A six or seven person committee should be carefully formed with individual member selection based on the following:

  • Principals in consulting firms should be doing business with the local government or agency;
  • The firm should be a member in good standing of ACEC-FL;
  • The firm’s principals should be primarily engaged in the practice of consulting engineering, architectural engineering, land surveying or engineering testing;
  • Each individual should be a member in good standing of the local chapter of FES. Such members agree to abide by the NSPE Code of Ethics;
  • Each member should have a solid record of distinguished service to the engineering profession; and,
  • On specific issues, members of the ACEC-FL Board of Directors can be requested to participate in the dialogue.

The committee should meet with the local government or agency as often as necessary to open a dialogue, identify issues, and develop a process for partnering the practice of engineering. Committee members will be expected to conduct research as necessary to facilitate the work of the committee. Some firms may have legal counsel available to support the efforts of the committee.

Since many design profession issues are common to architects, it is sometimes more effective to create joint ACEC-FL/AIA committees to deal with major governmental contract and negotiation problems or concerns.

Any ACEC-FL firm principal interested in establishing a Partnering Committee with either a local government body or a state or regional agency should first contact the ACEC-FL Executive Vice President, in Tallahassee. ACEC-FL will ask about the particulars of the situation and the working environment for consultants with this client. A member of the ACEC-FL Business Practices Committee will then be assigned to provide guidance and assistance to the designated Partnering Committee coordinator. The experience and processed used by the existing Partnering Committees are freely available to any new groups established.

What information is available on the CCNA?

The ACEC-FL office in Tallahassee has published "Selecting a Consulting Engineering Firm" as a guide for local governments and state agencies since many local selections and contracting processes are variations of the law and adapted to local procurement practices. As other publications become available on the state and national level, these will be noticed in the "ACEC-FL Update" newsletter.
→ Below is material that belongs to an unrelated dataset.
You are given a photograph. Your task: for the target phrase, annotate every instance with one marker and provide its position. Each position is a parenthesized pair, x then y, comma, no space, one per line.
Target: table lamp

  • What procurement and contract issues normally arise?
  • CCNA requirements versus price requests for proposals;
  • Selection committee make-up and procedures;
  • Factors for professional/technical evaluations;
  • Interview and/or presentation format and time allowance;
  • Contract scope of service;
  • Standard contract language;
  • Professional liability issues including indemnification/third party liability;
  • Lump sum vs. Hourly contracting;
  • Design/Build contract issues;
  • Construction services concerns; and,
  • Agency in-house design versus contracting out.

These are only a sampling of the issues facing the consultant and local government.

How do we keep the local ACEC-FL membership informed of the issues and progress made by the Committee?

A local breakfast setting is an excellent forum to receive comment and advise member firms on progress of the committee. The local Partnering Committee coordinator will be responsible for organizing the meetings. The meeting(s) can be set up monthly, bi-monthly or quarterly as needed. Any other schedule or meeting forum convenient to the committee should be considered so that maximum participation/involvement is fostered for an effective committee. Remember that you will be meeting as a business league and must comply with certain practices to avoid legal problems or public criticism.

  • Publish an agenda and follow it;
  • Record the minutes of the meeting and publish a summary to participating members;
  • Do not discuss pricing or any cost issues; and,
  • Do not take group action or sanction any type of boycott or group positions.

Always remember, the intent is to partner with local government or state agency in order to work toward the common good of the community and jointly protect the health, safety, and welfare of the public.